A Blind Person Can’t See

But he can hear, unless he is deafblind. So, there is no need to raise your voice. You should talk clearly, and speak slowly enough to enunciate your words properly, but there is no need to exaggerate.


Don’t Assume the Blind Person Is Oversensitive

You can use words like ‘see’, ‘look’ or ‘view’. You can take a photograph of the person or use your phone in their presence. But do use common sense and sensitivity. On the topic of phones, look into i-Phones for the blind and Braille smartphones.

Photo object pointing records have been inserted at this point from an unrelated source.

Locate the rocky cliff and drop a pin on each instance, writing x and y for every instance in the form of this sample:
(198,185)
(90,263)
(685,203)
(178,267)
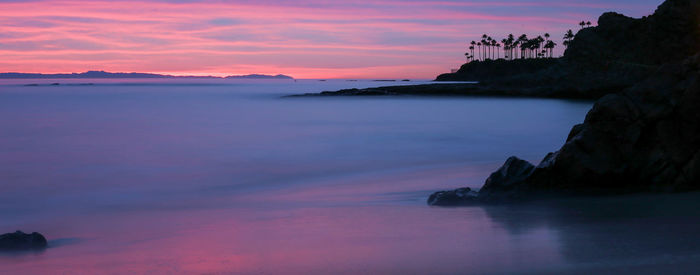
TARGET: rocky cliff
(608,58)
(645,138)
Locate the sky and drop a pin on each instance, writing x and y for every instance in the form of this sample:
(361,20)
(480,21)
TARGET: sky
(416,39)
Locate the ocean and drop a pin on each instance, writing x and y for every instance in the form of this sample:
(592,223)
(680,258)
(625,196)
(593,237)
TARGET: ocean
(166,176)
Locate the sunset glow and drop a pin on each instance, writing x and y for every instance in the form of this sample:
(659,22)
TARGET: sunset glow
(304,39)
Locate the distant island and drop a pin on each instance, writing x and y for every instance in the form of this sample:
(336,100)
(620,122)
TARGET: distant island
(103,74)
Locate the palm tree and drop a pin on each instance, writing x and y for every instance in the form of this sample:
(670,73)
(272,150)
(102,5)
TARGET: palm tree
(472,47)
(489,43)
(483,42)
(498,50)
(505,46)
(523,40)
(550,47)
(479,45)
(568,37)
(511,44)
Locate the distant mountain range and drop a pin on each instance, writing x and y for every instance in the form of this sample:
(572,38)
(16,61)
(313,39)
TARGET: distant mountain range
(103,74)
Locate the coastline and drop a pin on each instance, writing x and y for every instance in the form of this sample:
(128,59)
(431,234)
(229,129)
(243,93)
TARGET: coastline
(458,89)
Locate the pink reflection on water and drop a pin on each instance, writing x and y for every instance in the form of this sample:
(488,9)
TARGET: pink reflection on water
(376,239)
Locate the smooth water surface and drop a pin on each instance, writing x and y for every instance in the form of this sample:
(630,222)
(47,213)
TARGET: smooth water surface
(185,176)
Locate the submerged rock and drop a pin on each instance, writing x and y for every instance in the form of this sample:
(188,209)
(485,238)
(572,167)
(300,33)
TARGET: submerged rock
(461,196)
(645,139)
(22,241)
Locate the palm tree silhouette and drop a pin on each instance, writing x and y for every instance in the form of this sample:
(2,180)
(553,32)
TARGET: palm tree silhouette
(511,40)
(498,50)
(523,40)
(568,37)
(473,43)
(480,54)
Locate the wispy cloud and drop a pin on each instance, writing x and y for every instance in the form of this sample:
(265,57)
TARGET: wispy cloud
(308,38)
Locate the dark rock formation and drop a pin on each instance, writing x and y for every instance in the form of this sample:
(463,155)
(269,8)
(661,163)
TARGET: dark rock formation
(646,139)
(643,139)
(461,196)
(22,241)
(458,89)
(497,69)
(608,58)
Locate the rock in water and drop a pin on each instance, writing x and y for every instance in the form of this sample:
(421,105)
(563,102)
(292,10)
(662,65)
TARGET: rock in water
(22,241)
(461,196)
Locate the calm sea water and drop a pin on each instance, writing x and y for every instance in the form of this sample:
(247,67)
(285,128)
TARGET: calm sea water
(191,176)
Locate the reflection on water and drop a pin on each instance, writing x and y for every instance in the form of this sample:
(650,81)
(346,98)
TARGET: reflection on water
(202,178)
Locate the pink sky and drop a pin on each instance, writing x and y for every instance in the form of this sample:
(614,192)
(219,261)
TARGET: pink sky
(304,39)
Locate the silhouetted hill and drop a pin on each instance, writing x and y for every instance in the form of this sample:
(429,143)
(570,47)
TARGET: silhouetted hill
(103,74)
(645,138)
(616,54)
(260,76)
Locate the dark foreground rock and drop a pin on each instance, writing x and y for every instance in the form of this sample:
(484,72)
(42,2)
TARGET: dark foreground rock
(645,139)
(22,241)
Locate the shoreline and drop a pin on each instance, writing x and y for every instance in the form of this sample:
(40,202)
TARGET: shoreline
(458,90)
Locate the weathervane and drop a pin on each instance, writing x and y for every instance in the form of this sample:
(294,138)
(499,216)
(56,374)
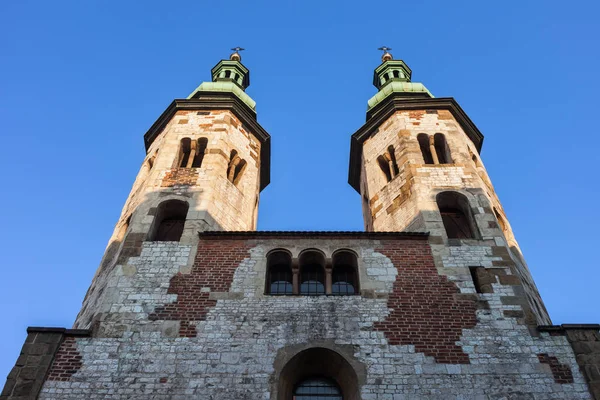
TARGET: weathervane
(387,56)
(236,54)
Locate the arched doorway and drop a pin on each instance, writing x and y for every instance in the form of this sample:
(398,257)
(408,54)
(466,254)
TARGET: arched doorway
(319,372)
(317,388)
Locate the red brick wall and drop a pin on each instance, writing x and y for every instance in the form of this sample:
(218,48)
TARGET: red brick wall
(561,372)
(214,266)
(180,176)
(425,312)
(67,361)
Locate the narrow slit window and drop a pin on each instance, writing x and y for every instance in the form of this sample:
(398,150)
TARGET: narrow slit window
(441,148)
(423,140)
(236,167)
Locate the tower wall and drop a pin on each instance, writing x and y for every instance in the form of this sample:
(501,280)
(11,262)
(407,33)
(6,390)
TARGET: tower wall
(215,203)
(408,201)
(214,333)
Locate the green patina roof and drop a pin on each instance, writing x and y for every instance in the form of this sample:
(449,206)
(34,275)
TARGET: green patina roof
(228,76)
(393,76)
(224,86)
(398,87)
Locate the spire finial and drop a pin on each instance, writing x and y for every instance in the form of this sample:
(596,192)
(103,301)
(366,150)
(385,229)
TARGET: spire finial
(235,56)
(387,56)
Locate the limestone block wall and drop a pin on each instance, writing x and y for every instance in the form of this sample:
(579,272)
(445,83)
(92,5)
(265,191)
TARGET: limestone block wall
(408,201)
(214,202)
(212,332)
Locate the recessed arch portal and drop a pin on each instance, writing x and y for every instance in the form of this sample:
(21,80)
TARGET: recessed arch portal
(318,366)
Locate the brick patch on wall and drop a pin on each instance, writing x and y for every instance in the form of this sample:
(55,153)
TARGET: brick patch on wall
(561,372)
(66,362)
(180,176)
(214,266)
(425,312)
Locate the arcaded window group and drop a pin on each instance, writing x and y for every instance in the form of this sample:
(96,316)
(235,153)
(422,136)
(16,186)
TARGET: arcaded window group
(434,150)
(311,274)
(191,155)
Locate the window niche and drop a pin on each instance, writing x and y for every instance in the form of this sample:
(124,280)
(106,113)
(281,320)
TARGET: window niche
(388,164)
(457,216)
(312,273)
(344,275)
(191,152)
(280,276)
(435,149)
(169,221)
(235,167)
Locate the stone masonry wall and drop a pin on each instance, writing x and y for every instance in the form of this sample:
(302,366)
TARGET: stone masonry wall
(140,352)
(215,203)
(408,202)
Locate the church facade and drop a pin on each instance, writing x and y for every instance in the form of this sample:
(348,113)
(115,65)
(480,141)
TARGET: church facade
(433,300)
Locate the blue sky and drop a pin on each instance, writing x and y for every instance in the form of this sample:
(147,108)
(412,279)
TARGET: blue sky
(82,81)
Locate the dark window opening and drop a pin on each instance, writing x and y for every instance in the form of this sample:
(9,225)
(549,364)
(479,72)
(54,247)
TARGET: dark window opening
(192,152)
(425,149)
(169,221)
(385,168)
(281,280)
(312,280)
(475,276)
(441,148)
(344,280)
(279,266)
(456,215)
(317,388)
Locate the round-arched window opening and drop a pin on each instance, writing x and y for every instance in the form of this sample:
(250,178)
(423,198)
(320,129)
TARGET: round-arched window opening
(281,280)
(312,280)
(343,281)
(317,388)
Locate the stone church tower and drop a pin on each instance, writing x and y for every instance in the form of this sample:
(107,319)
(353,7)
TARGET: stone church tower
(433,300)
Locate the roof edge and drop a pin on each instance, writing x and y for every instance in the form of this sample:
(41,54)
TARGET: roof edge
(350,234)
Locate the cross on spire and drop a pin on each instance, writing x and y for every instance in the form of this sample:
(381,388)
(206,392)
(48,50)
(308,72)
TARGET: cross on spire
(236,54)
(387,56)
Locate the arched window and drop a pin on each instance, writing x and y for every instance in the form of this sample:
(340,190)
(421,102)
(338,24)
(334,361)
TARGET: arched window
(192,152)
(501,222)
(441,148)
(392,161)
(169,221)
(387,163)
(425,149)
(236,167)
(344,275)
(312,273)
(456,215)
(321,370)
(385,168)
(279,267)
(317,388)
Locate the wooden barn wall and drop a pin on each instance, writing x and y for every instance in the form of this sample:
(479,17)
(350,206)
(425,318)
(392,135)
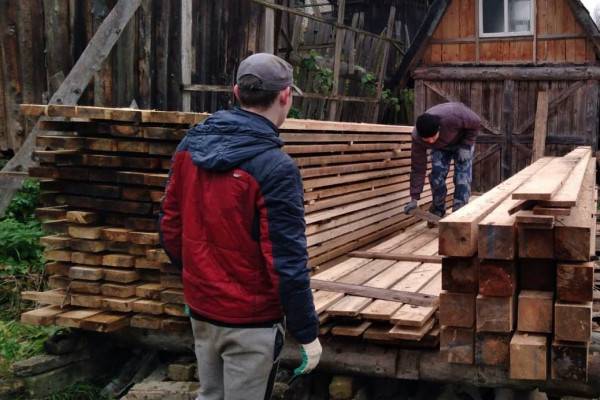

Communicating Effectively with a Blind Person

  • If a nurse is treating a visually impaired or blind senior in short-term rehab you can expect them to address him directly to give them the instructions. If necessary, you can explain the instructions again to the loved one or carer.
  • To give instructions, a medical member cannot rely on pointing or using gesticulations. They should explain verbally, out loud, or offer an instruction booklet in Braille.
  • Instructions can be recorded using a phone app. Alternatively, download a recording app. The instructions can be replayed for the visually impaired senior later on.
  • Ask the visually impaired or blind senior if they understood the instructions. If the language was hard to understand, go over it again using simple terms.


Other pertinent topics….


Locating Possessions

If you are in the home of a blind person, leave his possessions where he put them, so he can find them later on. Otherwise, ask him where you can move the item to.


Identifying Possessions

If a blind person is going to be staying in a rehab center on an in-patient basis, prepare their possessions. The blind person cannot identify their possessions by a named sticker alone. So, you have to think out of the box. Try furry named stickers, or a small item glued onto possessions. Do this alongside the named stickers, since seeing people will also need to identify items. For example, a juice bottle stored in the communal refrigerator, can be adorned with a broad elastic band with the patient’s name written on it.


Sensitivity in General

A blind person who identifies themselves as K. F., writes about how they feel patronized, by seeing medical staff.  Here are a few points to take note of:

  1. Ask how the patient would prefer to receive notifications or informative material: in printed, audio or digital format.
  2. Discuss a way to mark medications to aid the patient in taking the medicines correctly. One idea was to use 3 elastic bands on a bottle, to signify taking the medicine 3 times a day.
  3. Read aloud what you write in the medical records.
  4. Tell a patient which procedures will be performed before carrying them out. Present the equipment for the patient to feel, if they wish.
  5. Enable a patient to practice dressings that they have to perform themselves, or exercises for therapy in between sessions.


The Topic of Being a Senior with Blindness or Visual Impairment – this was just the suface…..

Being a visually impaired or blind senior in short-term rehab can be improved by using common sense. And a generous helping of sensitivity.  Medical staff and loved ones should do whatever they can to optimize the experience.